Brave, talented and arguably too idealistic for her own good, Hannah Senesh was a young Hungarian Jew who gave her life trying to save her people from the Nazis.
The documentary “Blessed Is the Match” recounts and increasingly, judiciously restages her remarkable story, using as primary source material Hannah's own letters, diaries and excellent poems, as well as the writings of her mother, Catherine, who survived her.
The daughter of a popular Budapest playwright, Hannah grew up in assimilated, bourgeois comfort. But as pre-war anti-Semitism grew, she became a Zionist and took off for Palestine (Catherine remained behind). In 1944 Hannah and some other young settlers accepted a British offer to parachute back into the Balkans as liaisons for area partisans. This ironically coincided with the retreating Germans' occupation of their former ally Hungary; hoping to rescue Catherine from the Holocaust, Hannah was almost immediately captured by the enemy.

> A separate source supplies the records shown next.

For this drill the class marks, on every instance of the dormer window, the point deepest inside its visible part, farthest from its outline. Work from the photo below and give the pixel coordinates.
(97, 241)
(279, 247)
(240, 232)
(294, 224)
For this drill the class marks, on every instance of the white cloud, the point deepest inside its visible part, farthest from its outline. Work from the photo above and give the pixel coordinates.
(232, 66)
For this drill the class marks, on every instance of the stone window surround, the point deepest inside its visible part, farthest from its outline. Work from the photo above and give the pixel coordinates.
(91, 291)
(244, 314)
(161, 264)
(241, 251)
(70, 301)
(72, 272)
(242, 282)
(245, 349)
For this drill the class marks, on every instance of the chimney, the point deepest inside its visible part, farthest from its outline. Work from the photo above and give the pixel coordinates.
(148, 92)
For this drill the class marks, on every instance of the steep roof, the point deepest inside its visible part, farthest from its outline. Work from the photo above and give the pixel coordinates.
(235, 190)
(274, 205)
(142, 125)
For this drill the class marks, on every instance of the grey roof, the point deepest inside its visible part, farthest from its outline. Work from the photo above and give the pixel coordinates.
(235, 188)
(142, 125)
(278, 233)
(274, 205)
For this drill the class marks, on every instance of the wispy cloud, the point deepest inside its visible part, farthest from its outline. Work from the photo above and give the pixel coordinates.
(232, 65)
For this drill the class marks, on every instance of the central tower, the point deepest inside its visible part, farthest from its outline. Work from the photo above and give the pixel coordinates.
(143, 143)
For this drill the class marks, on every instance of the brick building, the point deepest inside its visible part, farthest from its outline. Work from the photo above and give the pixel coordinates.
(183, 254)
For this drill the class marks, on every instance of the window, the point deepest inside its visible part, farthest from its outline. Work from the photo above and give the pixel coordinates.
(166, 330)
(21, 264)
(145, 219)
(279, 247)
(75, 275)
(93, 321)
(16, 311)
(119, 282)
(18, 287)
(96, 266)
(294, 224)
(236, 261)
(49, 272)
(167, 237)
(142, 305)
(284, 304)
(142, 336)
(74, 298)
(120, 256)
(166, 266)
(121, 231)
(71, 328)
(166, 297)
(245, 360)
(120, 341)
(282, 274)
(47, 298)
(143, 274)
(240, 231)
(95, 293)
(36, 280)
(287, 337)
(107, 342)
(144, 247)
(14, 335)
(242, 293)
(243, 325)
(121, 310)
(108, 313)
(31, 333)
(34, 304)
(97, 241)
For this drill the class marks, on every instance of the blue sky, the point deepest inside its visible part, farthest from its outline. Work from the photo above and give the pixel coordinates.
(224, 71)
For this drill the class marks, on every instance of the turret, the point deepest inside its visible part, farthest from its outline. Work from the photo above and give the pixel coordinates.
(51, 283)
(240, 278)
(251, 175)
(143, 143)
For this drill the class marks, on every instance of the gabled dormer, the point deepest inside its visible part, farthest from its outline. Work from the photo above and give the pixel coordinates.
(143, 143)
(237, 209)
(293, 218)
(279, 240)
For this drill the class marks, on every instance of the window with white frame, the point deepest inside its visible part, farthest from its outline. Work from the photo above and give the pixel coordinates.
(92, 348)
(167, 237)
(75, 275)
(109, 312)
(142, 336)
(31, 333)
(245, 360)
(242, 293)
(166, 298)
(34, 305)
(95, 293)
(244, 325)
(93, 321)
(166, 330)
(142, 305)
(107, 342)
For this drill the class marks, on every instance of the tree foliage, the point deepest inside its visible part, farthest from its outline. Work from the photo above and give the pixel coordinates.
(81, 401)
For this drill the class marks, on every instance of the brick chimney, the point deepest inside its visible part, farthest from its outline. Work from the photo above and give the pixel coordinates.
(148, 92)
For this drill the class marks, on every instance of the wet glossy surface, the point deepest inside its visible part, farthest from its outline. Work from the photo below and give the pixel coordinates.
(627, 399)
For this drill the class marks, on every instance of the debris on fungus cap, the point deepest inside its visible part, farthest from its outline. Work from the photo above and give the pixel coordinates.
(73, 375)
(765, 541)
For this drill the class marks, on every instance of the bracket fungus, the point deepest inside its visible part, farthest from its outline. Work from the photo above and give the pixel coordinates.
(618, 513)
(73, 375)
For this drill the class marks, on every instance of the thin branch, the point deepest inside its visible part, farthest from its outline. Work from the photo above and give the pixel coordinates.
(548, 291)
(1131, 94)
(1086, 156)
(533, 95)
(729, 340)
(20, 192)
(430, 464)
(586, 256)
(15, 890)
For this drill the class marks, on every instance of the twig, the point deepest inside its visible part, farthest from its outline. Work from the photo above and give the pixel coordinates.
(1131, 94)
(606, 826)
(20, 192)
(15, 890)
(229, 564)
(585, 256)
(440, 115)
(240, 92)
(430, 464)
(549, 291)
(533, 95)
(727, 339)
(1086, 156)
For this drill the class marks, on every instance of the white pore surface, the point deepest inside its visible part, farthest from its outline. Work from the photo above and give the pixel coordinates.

Mother and daughter were reunited for the last time in Budapest's Gestapo prison. Narrated by Joan Allen, who also provides Catherine's voiceover, Roberta Grossman's film nicely emphasizes the Seneshes' familial bonds while painting a persuasive portrait of a vibrant yet socially isolated young woman whose only real personal connections seem to have been to the mother and brother she was long separated from.
A number of people who knew Hannah, including Israel's president, Shimon Peres, are interviewed.
Hannah's nephews lent a rich trove of family photos and other archives to the project, while the wider historical picture is sketched in more generally and conventionally.
But “Blessed Is the Match” movingly achieves its goals: illuminating the only Allied mission to rescue Jews during World War II, and not only introducing a wider audience to one of Israel's true heroines, but insisting that we get to know her as a person as well as an inspiration.